Premièrement: renforcer le backbone national de fibre optique pour garantir l’accès universel à l’Internet haut débit. Près de 80% des Camerounais n’ont toujours pas accès à Internet et sont par conséquent exclus de la société numérique qui se construit. Or, pour que les dividendes de la manne numérique soient largement partagés, il faut permettre à tous les Camerounais, où qu’ils se trouvent, d’accéder aux réseaux et aux services numériques. C’est vrai, nous allons disposer de capacités surabondantes avec notre connexion à 5 câbles sous-marins, mais il faut aussi veiller au maillage du territoire. Sinon cette surabondance imminente de bande passante sera sous-utilisée.
De l’avis même du Directeur Général de l’ART, il nous faudra construire plus de 10.000 km de fibre optique à court terme, pour garantir une couverture convenable du pays. Ceci demande des investissements importants. Le Cameroun ne pourra pas réaliser cet objectif sans la contribution du secteur privé qui se dit prêt à investir massivement mais se heurte aux limitations imposées par la réglementation. Les privilèges de l’exclusivité accordés jusqu’ici à l’Opérateur historique pour la pose et la gestion de la fibre optique ne peuvent pas répondre aux exigences de l’heure. La libéralisation de la fibre optique apparaît désormais comme une exigence incontournable pour la transformation numérique du Cameroun.

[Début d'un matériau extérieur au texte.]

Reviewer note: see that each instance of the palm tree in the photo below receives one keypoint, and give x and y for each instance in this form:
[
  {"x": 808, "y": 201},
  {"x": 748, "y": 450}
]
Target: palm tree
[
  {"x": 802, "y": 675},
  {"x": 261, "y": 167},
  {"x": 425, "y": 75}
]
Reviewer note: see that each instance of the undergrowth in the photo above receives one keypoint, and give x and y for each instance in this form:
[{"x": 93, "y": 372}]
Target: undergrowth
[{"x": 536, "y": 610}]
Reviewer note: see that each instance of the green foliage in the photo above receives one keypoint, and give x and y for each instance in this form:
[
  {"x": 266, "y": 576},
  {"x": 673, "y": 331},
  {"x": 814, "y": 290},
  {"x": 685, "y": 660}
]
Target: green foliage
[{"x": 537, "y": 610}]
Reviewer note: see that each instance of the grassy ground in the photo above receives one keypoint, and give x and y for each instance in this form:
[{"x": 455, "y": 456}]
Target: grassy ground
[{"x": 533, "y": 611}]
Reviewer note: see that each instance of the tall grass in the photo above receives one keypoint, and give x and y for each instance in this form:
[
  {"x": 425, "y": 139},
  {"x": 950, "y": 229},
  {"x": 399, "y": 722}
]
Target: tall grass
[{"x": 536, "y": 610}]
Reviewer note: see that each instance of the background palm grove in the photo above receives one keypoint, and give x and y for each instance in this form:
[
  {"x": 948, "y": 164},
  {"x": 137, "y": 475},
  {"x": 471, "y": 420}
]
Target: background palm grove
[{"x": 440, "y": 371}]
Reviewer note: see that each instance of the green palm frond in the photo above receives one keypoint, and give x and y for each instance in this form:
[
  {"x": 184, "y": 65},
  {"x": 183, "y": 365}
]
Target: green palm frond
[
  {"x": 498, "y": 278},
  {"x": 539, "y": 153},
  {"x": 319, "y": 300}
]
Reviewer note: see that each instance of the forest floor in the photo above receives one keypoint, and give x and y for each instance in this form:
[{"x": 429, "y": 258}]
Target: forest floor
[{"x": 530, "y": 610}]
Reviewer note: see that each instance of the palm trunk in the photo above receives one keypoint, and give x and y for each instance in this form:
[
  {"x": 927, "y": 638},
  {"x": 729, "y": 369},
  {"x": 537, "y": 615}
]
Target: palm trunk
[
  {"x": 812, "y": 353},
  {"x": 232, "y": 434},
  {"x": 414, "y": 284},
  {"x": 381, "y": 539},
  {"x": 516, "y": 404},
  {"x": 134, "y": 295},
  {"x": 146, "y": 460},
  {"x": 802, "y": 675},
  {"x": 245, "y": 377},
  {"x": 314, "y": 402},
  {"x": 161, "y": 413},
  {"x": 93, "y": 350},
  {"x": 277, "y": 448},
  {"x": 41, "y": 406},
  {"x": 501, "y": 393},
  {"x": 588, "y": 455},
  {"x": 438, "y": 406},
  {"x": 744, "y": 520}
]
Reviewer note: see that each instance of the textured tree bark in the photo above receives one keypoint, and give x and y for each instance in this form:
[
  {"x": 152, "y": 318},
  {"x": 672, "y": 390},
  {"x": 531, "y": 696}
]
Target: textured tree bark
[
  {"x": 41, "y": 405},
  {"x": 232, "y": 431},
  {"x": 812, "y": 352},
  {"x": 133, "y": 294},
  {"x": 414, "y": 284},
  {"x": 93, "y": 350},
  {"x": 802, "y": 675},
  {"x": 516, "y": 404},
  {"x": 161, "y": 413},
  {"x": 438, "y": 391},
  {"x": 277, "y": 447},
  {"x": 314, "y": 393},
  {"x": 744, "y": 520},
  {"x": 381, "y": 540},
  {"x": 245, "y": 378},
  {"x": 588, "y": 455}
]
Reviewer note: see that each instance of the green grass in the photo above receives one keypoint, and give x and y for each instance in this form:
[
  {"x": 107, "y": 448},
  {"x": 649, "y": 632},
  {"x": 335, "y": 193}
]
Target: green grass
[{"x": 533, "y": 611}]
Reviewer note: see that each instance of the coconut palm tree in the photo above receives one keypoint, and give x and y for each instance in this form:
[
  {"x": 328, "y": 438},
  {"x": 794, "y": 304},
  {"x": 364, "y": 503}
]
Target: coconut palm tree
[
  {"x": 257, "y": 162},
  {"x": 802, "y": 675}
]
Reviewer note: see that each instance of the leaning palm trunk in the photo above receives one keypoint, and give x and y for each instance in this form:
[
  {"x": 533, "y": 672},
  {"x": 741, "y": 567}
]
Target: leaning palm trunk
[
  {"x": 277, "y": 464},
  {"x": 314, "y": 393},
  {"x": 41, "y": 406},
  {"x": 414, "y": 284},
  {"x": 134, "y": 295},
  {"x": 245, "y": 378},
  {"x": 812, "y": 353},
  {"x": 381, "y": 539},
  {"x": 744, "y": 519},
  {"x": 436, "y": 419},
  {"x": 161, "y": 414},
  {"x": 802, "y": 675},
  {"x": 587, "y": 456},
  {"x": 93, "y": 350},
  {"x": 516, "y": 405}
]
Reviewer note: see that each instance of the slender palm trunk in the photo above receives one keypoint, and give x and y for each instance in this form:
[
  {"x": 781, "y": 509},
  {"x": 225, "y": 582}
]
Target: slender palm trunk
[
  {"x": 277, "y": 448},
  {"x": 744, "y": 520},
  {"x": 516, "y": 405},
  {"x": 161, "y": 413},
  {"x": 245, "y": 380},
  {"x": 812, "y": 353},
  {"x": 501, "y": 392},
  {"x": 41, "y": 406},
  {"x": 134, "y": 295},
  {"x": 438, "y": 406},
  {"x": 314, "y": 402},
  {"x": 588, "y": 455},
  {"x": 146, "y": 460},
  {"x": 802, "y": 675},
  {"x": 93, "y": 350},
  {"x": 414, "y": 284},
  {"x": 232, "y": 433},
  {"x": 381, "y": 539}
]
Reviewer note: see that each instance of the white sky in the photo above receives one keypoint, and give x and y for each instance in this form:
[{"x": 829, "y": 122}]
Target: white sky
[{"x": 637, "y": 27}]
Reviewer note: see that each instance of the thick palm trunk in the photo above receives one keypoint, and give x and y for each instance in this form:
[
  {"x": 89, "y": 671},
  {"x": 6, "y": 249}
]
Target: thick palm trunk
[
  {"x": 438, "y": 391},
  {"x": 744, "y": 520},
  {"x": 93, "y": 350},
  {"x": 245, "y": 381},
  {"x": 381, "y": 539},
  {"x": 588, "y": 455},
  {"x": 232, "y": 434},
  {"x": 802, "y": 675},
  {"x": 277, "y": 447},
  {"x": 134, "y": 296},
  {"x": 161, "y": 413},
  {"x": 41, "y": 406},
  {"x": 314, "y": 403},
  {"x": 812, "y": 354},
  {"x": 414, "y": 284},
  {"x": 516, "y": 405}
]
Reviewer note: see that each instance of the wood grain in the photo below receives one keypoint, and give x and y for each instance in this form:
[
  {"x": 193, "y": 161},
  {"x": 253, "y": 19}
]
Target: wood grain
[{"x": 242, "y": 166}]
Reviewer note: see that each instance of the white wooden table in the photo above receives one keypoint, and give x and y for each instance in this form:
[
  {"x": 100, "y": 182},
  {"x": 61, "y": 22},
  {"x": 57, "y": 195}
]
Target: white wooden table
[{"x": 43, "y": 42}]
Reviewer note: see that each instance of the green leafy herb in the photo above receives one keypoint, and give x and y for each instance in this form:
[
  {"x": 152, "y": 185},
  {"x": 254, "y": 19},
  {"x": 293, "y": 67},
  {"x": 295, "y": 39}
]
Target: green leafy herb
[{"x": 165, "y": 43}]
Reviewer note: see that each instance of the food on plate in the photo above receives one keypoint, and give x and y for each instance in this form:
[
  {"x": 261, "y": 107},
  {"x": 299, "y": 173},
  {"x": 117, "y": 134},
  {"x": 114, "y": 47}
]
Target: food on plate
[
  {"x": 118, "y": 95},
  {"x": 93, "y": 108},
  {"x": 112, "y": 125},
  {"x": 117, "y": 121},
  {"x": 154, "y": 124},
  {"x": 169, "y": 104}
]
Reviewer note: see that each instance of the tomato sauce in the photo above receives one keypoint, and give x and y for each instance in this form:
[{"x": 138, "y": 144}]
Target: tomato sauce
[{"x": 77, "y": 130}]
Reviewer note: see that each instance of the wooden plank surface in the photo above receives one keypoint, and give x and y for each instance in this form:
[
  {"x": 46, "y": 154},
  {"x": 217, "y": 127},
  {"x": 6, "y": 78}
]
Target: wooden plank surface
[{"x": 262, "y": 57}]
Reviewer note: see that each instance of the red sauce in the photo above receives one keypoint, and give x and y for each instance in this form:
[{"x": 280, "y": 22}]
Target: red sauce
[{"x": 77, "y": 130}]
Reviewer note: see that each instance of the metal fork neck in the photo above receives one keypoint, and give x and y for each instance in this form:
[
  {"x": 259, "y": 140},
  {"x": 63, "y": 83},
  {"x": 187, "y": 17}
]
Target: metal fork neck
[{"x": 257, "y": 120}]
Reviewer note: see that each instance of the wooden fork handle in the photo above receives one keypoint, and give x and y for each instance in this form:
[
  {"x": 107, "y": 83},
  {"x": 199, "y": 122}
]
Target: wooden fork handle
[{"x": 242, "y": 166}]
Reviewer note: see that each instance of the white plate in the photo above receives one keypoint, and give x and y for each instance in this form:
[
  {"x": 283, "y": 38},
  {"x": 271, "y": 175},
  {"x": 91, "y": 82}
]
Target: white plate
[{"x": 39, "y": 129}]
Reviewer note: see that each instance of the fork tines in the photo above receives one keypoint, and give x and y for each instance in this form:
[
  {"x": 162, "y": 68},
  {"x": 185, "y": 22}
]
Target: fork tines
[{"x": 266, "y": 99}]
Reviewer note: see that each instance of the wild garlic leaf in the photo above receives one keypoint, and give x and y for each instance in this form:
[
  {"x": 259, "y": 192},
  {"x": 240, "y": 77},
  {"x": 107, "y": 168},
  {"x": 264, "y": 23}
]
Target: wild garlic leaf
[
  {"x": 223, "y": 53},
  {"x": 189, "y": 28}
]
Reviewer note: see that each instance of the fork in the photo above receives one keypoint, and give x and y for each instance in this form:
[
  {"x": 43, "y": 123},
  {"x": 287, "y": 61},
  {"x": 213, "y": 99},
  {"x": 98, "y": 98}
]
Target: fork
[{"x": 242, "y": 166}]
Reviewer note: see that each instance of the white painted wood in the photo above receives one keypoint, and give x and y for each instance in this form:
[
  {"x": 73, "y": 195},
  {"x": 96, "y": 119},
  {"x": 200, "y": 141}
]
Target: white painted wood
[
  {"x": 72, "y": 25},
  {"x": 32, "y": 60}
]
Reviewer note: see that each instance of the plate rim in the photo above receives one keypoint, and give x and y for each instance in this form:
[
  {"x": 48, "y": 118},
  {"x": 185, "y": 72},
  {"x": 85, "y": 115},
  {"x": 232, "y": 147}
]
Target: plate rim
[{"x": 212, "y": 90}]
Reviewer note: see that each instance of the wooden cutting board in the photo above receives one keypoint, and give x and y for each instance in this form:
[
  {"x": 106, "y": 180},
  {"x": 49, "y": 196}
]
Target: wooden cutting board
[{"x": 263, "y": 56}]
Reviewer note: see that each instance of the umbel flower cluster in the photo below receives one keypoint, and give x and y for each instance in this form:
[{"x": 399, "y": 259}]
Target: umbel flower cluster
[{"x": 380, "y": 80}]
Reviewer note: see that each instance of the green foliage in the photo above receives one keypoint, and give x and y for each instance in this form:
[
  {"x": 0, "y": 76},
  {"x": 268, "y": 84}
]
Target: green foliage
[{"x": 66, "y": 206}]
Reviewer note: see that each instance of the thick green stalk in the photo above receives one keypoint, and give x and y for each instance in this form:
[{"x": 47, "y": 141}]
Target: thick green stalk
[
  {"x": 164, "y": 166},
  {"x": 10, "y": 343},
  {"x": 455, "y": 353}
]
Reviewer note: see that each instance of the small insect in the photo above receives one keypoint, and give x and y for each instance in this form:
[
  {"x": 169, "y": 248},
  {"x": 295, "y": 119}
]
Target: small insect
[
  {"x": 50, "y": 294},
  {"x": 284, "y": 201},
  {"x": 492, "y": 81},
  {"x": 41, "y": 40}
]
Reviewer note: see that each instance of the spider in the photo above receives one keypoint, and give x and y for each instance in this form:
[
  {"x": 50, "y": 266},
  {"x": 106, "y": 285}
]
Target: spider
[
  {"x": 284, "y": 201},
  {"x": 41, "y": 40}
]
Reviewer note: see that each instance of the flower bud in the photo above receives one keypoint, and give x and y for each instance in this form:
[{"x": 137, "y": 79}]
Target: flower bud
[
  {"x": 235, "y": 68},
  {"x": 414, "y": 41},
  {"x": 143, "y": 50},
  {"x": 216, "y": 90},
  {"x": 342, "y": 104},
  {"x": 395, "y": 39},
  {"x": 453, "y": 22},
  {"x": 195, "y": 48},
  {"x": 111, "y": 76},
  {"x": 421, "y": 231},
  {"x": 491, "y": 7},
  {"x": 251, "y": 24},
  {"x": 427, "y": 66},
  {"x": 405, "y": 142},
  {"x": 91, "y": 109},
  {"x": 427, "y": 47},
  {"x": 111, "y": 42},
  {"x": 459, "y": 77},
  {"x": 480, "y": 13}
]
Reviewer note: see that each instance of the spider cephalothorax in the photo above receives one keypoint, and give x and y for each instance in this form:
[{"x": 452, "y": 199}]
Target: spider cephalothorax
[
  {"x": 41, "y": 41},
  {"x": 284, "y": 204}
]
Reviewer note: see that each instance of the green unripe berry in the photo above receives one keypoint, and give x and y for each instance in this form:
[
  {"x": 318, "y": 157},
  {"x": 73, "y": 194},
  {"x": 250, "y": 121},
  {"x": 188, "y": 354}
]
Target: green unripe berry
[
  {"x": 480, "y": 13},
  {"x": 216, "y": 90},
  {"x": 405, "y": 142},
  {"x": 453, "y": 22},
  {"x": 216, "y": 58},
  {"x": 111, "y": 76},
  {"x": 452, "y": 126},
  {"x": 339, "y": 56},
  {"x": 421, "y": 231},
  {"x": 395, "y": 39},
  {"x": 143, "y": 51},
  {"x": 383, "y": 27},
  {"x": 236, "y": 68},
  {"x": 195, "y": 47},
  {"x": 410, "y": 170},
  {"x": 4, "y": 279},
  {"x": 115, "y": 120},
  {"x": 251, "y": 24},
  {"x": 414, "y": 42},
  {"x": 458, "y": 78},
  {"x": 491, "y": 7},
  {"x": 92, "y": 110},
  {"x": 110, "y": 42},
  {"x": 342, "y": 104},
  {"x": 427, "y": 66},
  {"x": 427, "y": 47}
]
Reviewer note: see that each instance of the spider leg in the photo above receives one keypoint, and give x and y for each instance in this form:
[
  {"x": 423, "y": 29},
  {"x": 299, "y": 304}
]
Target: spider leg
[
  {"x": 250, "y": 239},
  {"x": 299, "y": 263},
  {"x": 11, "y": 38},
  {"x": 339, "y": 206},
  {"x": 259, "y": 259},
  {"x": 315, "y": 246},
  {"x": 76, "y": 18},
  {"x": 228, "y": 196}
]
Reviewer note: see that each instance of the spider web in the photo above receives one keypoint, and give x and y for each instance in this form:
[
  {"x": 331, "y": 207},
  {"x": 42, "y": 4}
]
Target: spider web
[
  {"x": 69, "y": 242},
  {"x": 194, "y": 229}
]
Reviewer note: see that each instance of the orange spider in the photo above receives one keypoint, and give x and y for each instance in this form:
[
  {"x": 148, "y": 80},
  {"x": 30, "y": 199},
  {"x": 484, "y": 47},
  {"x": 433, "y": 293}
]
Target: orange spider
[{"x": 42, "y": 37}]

Deuxièmement: développer la production de contenus numériques. Nous ne devons pas seulement être des consommateurs de l’économie numérique. Nous devons aussi nous positionner comme producteur de contenus ; des contenus locaux adaptés à notre contexte et répondant à nos besoins. Cet objectif ne pourra pas être réalisé si nous ne développons pas un écosystème d’innovation. L’État devra par conséquent mettre en place des politiques susceptibles de faciliter l’entrepreneuriat numérique. Et si par exemple on transformait nos télécentres communautaires en réels incubateurs?
Comme on le voit, la transformation numérique intègre des problématiques qui vont au-delà du déploiement des infrastructures de télécommunications. Elle nécessiterait sans doute la création d’un point focal chargé d’assurer le pilotage et la coordination de l’ensemble des politiques publiques dans le domaine du numérique. Nombre de pays d’Afrique et d’Europe ont tiré les leçons de la conversion numérique en nommant un ministre de l’Économie numérique ou de la Transformation numérique. Le Cameroun peut-il en faire l’économie, s’il veut impulser des avancées rapides, fructueuses et durables ? Pas sûr.
Troisièmement: renforcer la confiance numérique. Pour favoriser l’essor des services à distance et dématérialisés dans l’ensemble des secteurs de l’économie, il faut absolument garantir la sécurité des échanges. L’État devra par conséquent accentuer la protection des données individuelles, et la lutte contre toutes les formes de cybercriminalité. Un véritable challenge pour l’Agence des Technologies de l’Information et de la Communication.
Quatrièmement: assurer l’éducation numérique des générations futures. Étant donné l’impact du numérique sur l’économie et sur la société de manière globale, il importe de donner une éducation numérique à chaque enfant pour garantir son insertion dans ce nouveau monde digital. L’école et la formation, de manière générale, devront par conséquent s’adapter aux besoins de la société numérique.
Au début des années 90, le Cameroun fut le premier pays d’Afrique noire à lancer un réseau de téléphonie mobile, avant d’être rejoint et dépassé par nombre de pays qui ont réussi à développer des technologies nouvelles avant lui. La révolution numérique en cours nous donne une excellente opportunité de repositionner notre pays parmi les grandes nations numériques du continent et pour le bonheur de nos populations. Saisissons cette opportunité que l’avenir nous offre.